The United States Securities and Exchange Commission (US SEC) has already become notorious for its litigation against cryptocurrency companies. Ripple, Binance… Coinbase could be next. Is the regulator fighting the cryptocurrency business?
The US SEC, which is responsible for enforcing the law against market manipulation, has announced that it will sue Coinbase, a US company that operates a cryptocurrency exchange, if the exchange proceeds with its plans to launch Lend, a program that allows customers to earn interest on lent assets.
Coinbase has been pushing to launch the Lend product for the past 6 months and has been in contact and dialog with various regulators, but the SEC never informed the exchange in question of the threat Lend would pose and the real reason they were suing them – the SEC has just send them a Wells Notice on September 1, 2021. A Wells Notice is an official notification to companies or individuals when an enforcement action is expected. However, it appears that Coinbase’s legal department wants to be transparent with the agency about the course of events that could lead to lawsuits, hefty fines, and other impending legal action.
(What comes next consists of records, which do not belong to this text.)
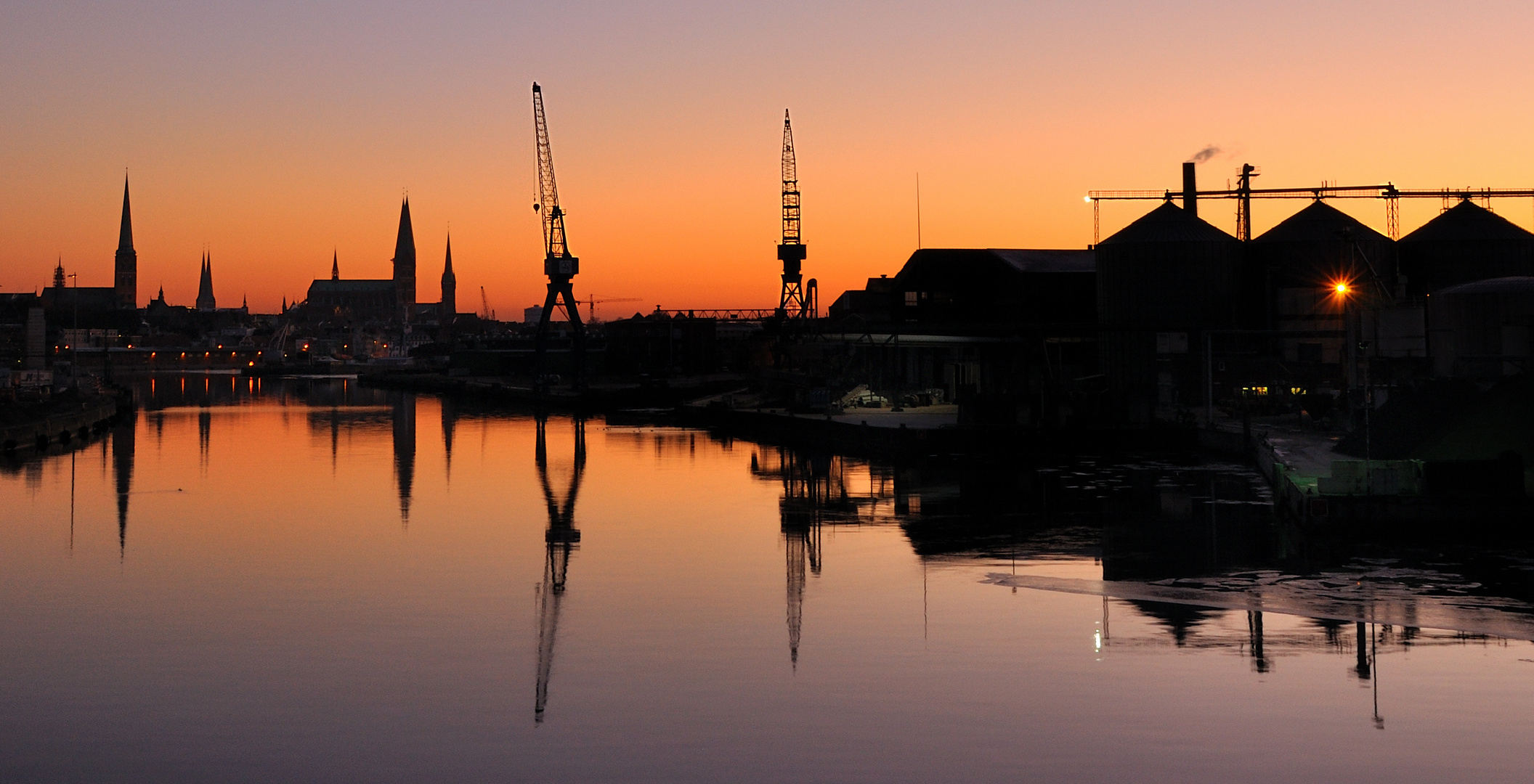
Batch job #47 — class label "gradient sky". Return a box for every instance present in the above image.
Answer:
[0,0,1534,317]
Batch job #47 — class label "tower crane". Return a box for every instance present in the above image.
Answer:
[532,81,586,388]
[778,109,811,319]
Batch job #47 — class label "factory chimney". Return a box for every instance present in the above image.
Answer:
[1182,161,1198,218]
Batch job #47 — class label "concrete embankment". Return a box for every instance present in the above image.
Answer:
[0,394,134,451]
[357,373,744,415]
[676,405,1196,457]
[1233,431,1534,532]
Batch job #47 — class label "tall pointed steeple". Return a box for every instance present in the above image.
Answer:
[112,173,138,309]
[437,234,458,327]
[394,197,415,321]
[196,250,218,313]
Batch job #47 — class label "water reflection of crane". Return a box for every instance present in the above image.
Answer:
[752,449,856,669]
[532,415,586,724]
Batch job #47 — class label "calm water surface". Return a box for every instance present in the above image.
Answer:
[0,376,1534,783]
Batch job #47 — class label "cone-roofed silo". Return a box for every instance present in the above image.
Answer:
[1097,203,1243,419]
[1247,201,1396,367]
[1397,200,1534,296]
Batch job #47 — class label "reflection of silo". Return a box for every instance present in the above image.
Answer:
[26,307,47,369]
[1428,276,1534,379]
[1247,201,1396,364]
[1399,201,1534,296]
[1097,203,1241,420]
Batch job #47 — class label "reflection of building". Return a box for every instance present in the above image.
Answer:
[532,415,586,722]
[393,393,415,525]
[439,394,458,483]
[112,415,138,555]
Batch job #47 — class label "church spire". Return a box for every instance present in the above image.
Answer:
[112,173,138,309]
[117,175,134,253]
[196,250,218,311]
[437,233,458,327]
[394,197,415,321]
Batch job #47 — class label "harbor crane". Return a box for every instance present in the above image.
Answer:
[578,295,641,324]
[778,109,814,319]
[532,81,586,388]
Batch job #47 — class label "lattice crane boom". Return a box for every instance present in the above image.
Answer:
[532,83,586,390]
[778,109,810,317]
[532,81,571,259]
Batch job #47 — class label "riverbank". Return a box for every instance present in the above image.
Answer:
[357,371,745,415]
[0,390,134,452]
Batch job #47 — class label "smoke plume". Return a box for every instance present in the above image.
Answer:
[1188,144,1222,163]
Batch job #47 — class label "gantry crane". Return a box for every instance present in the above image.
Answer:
[532,415,586,724]
[532,81,586,388]
[778,109,813,319]
[577,295,641,324]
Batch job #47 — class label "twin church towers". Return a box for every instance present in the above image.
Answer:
[100,178,457,325]
[307,197,457,325]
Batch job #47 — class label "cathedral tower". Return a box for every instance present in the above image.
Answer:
[112,175,138,309]
[196,252,218,313]
[394,198,415,321]
[437,234,458,327]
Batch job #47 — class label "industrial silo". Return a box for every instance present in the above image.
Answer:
[1097,203,1244,422]
[1247,201,1396,368]
[1428,276,1534,380]
[1397,200,1534,296]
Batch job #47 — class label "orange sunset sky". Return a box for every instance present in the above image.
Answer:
[0,0,1534,317]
Coinbase is not the first crypto company to set up a lending business. There are many cryptocurrency companies that have been offering credit products in the market for a long time, but according to Coinbase, the reason why SEC wants to sue them is because the authority believes that the exchange’s credit function is classified as a security. However, the regulator has not explained why it believes the Lend product is a security, but rather warned that it will sue the exchange if it takes further steps to launch the product – it is due to launch in October this year.
The exchange will defend itself by filing a written defense of Lend, but that will be a bit difficult since the exchange does not know the reason for the lawsuit. As it stands, the exchange could either take Lend off the market indefinitely (while it waits for the regulator’s explanation), as it does not want to risk being sued, as was the case with Ripple and Binance.
Other crypto companies that have had problems with the SEC
Spending a lot of time in court is not good for any business or company. For example, when the US SEC hauled Ripple Inc. into court and accused the company of selling $1.38 billion worth of XRP without a license, the cryptocurrency in question began to lose so much value that it dropped from the third-largest cryptocurrency by market capitalization to No. 7.
The price of XRP fell from $1.86 to $1.13 now because users had no confidence in the token – investors feared losses if the SEC decided to ban XRP outright. The SEC claims XRP is a security (so it wants Ripple to be registered as an investment contract), while Ripple says XRP is a currency. In order for XRP to come back into balance, the company must first resolve any jurisdictional issues with the SEC and other financial regulators.
Binance, one of the largest crypto exchanges by volume, is under investigation by the Federal Government. The SEC accuses Binance of being lax with security procedures and engaging in market manipulation, which Binance’s CEO Changpeng Zhao denies, citing FUD (fear, uncertainty, doubt). However, these allegations forced the newly appointed CEO Brian Brooks to resign after only four months in office. Brooks cited “differences over strategic direction” as the reason for his resignation.
After investigating the balance sheets and operations of 3 Oregon-based companies, the US SEC decided to suspend their trading activities. The three companies that were suspended are Cherubim Interests Inc, PDX Partners Inc and Victura Construction Group Inc, which trade in the over-the-counter market (OTC).
The three companies said they acquired assets from an investment company that has interests in digital currency and distributed ledger technology (DLT or blockchain) in its businesses.